These fucking foster cats, man. They were my roommates idea, but I’ve come to be pretty engaged by the whole process. A few months ago we got our first pair of kittens from a woman named Tara, who presumably lived with about 34 other foster cats. I know this because the cat carrier that she used to get the kittens here was kind of sexy. That shows an insane dedication to being a legit cat lady. A sexy cat carrier is the real thing.
These cats aren’t ours to keep. We’re just taking care of them until they get adopted. That first pair of kittens was a boy and a girl, brother and sister. Their mother had met some horrible fate, or she was just a young cat who wasn’t ready to take care of a litter. Either way, being parentless and alone had taken it’s toll on these kitties. They were like soldiers returning home from Iraq. I would find one of them just rocking alone in the corner, humming to itself. They would never let you touch them, unless you were basically holding cat food in the palm of your hand, and one you did get ahold of one you would end up with scratches all over your hands and face. One of them pissed in my roomates bed because he was hungry, and probably scared that he wasn’t going to get get fed again. So he pissed somewhere weird. I get that. I get that a lot. Those cats were a mess, but they got adopted anyway. Which was good thing because we had come to the end of our communal rope with them.

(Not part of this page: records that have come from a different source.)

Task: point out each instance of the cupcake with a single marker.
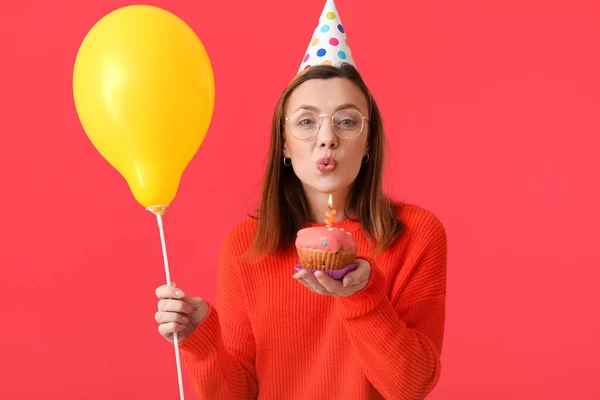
(328, 249)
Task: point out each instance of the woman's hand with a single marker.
(323, 284)
(178, 313)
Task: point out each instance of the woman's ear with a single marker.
(285, 152)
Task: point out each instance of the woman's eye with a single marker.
(305, 121)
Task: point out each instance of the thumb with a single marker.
(195, 302)
(351, 278)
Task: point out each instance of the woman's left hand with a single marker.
(323, 284)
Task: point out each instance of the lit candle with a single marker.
(330, 214)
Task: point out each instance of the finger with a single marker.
(302, 281)
(357, 277)
(354, 278)
(298, 276)
(163, 317)
(167, 329)
(174, 306)
(312, 281)
(169, 292)
(330, 284)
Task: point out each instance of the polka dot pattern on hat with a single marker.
(329, 44)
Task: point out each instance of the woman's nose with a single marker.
(327, 137)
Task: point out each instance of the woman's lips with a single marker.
(326, 164)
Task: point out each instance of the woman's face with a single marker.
(326, 162)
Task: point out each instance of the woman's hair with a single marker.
(284, 208)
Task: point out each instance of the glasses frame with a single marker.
(362, 128)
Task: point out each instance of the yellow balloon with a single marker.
(144, 91)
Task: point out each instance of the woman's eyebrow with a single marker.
(316, 109)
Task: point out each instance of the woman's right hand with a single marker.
(178, 313)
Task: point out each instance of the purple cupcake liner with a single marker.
(337, 274)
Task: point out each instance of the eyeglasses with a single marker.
(347, 124)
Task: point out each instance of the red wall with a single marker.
(492, 114)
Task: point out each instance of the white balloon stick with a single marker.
(159, 211)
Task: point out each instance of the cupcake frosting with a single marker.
(325, 239)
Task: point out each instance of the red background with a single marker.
(492, 114)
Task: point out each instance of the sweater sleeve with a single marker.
(220, 352)
(398, 339)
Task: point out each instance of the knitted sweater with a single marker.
(272, 338)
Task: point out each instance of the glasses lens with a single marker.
(348, 123)
(303, 124)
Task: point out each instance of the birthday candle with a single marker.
(330, 215)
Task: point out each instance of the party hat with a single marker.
(329, 44)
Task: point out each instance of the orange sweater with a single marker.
(272, 338)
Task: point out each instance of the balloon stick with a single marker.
(159, 211)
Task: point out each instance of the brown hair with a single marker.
(284, 205)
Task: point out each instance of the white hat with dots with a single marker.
(329, 44)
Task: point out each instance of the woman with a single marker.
(282, 334)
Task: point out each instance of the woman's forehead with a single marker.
(326, 95)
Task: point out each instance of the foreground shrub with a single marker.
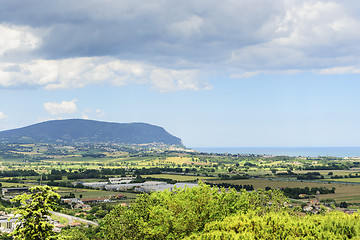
(181, 212)
(334, 225)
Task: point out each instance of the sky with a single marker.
(231, 73)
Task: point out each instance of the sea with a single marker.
(340, 152)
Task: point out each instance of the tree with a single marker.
(181, 212)
(33, 223)
(73, 234)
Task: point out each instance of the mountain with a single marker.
(80, 130)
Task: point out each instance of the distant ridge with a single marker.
(80, 130)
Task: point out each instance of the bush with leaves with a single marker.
(275, 225)
(33, 221)
(181, 212)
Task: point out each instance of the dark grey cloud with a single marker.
(169, 38)
(199, 31)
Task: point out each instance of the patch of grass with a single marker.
(181, 178)
(343, 192)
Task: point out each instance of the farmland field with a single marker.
(344, 192)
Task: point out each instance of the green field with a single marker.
(344, 192)
(180, 178)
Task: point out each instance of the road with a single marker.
(71, 218)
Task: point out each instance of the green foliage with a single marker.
(335, 225)
(34, 211)
(177, 214)
(73, 234)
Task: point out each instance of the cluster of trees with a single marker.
(295, 192)
(237, 187)
(232, 177)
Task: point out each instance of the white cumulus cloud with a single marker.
(57, 109)
(80, 72)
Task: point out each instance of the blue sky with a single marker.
(214, 73)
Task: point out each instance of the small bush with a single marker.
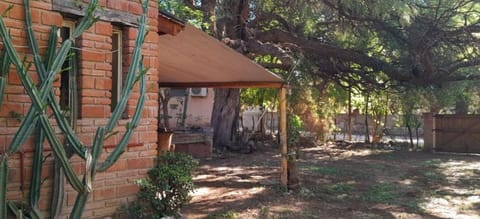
(166, 188)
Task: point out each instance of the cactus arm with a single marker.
(81, 199)
(58, 191)
(129, 81)
(3, 185)
(2, 88)
(50, 53)
(60, 154)
(120, 148)
(4, 66)
(79, 205)
(36, 181)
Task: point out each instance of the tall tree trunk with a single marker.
(164, 97)
(410, 134)
(350, 114)
(367, 132)
(224, 115)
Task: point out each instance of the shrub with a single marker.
(166, 188)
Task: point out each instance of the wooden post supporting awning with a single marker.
(192, 58)
(283, 137)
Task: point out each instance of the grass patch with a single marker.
(341, 188)
(413, 206)
(224, 215)
(431, 163)
(325, 170)
(381, 193)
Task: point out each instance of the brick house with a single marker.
(104, 53)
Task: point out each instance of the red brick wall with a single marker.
(115, 186)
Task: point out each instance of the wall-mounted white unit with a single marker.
(198, 92)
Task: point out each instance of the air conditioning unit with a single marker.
(198, 92)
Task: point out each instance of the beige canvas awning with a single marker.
(194, 59)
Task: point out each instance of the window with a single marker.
(68, 80)
(117, 75)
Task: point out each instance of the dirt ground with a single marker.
(339, 181)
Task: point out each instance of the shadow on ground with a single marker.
(339, 182)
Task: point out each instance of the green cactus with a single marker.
(42, 97)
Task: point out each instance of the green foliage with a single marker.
(166, 189)
(180, 10)
(259, 97)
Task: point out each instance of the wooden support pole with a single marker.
(283, 137)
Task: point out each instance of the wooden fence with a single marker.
(456, 133)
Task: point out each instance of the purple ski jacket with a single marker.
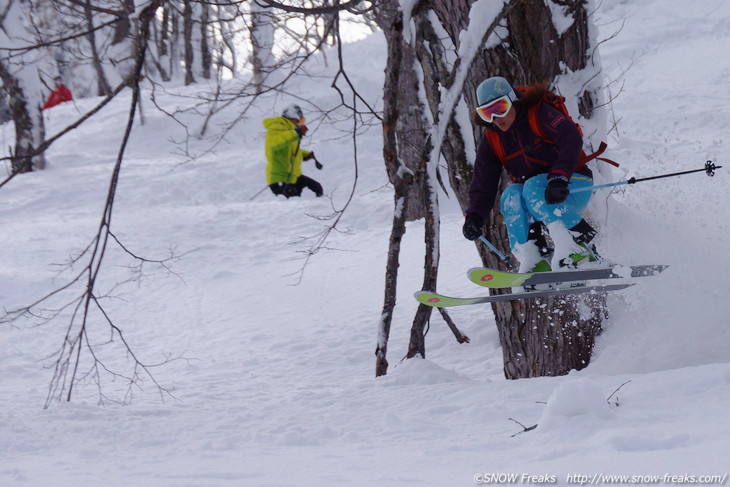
(539, 157)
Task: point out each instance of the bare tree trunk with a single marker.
(206, 58)
(29, 127)
(102, 85)
(188, 41)
(402, 185)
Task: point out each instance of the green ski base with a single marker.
(494, 278)
(440, 301)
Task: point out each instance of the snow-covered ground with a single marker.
(273, 377)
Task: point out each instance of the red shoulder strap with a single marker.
(495, 143)
(535, 124)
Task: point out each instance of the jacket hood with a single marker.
(278, 123)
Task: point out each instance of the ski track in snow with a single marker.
(274, 385)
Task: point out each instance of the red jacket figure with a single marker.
(59, 95)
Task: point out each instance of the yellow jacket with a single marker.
(283, 155)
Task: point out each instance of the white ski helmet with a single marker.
(294, 112)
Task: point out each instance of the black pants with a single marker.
(295, 189)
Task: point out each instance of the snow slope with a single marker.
(273, 374)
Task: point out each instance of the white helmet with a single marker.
(293, 112)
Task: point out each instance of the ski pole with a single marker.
(254, 196)
(496, 251)
(709, 169)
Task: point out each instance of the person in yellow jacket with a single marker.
(284, 156)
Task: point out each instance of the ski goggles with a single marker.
(495, 108)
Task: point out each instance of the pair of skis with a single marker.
(575, 279)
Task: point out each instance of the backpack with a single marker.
(557, 102)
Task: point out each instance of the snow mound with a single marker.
(420, 372)
(575, 401)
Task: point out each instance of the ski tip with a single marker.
(429, 298)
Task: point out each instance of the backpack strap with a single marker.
(492, 138)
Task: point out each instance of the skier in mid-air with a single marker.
(541, 149)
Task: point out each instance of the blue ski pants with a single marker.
(523, 204)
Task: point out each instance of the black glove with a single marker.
(557, 189)
(472, 228)
(290, 190)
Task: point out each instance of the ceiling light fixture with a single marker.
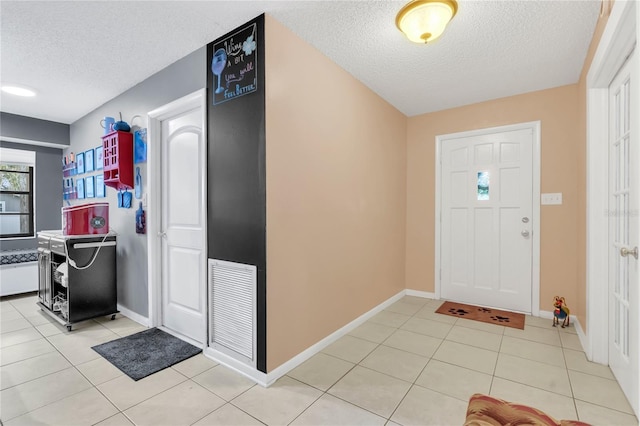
(18, 90)
(423, 21)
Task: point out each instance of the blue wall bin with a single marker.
(141, 221)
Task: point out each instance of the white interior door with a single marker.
(486, 219)
(624, 233)
(183, 223)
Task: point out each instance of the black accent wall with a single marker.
(237, 182)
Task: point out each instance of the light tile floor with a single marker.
(406, 366)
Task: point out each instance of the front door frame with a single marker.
(154, 191)
(617, 42)
(535, 213)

Our 2nd batch of kittens was completely different. They are loving, and adorable, and you can barely tell they came from a broken home. Barely. They are like the children of a royal family, beautiful but weird. I’ll get to the point: the boy cat is always sucking up on the girl cat’s titties. It’s like out in the open they are gorgeous and charismatic, behind closed doors one of them is breastfeeding well into their teens, and he breastfeeds from his sister. It’s like a scene ripped straight from Game of Thrones. But they’re cats? So I guess it’s fine? To me it still seems pretty dysfunctional, and just goes to show that the ones who appear the most pulled together are usually the most fucked up.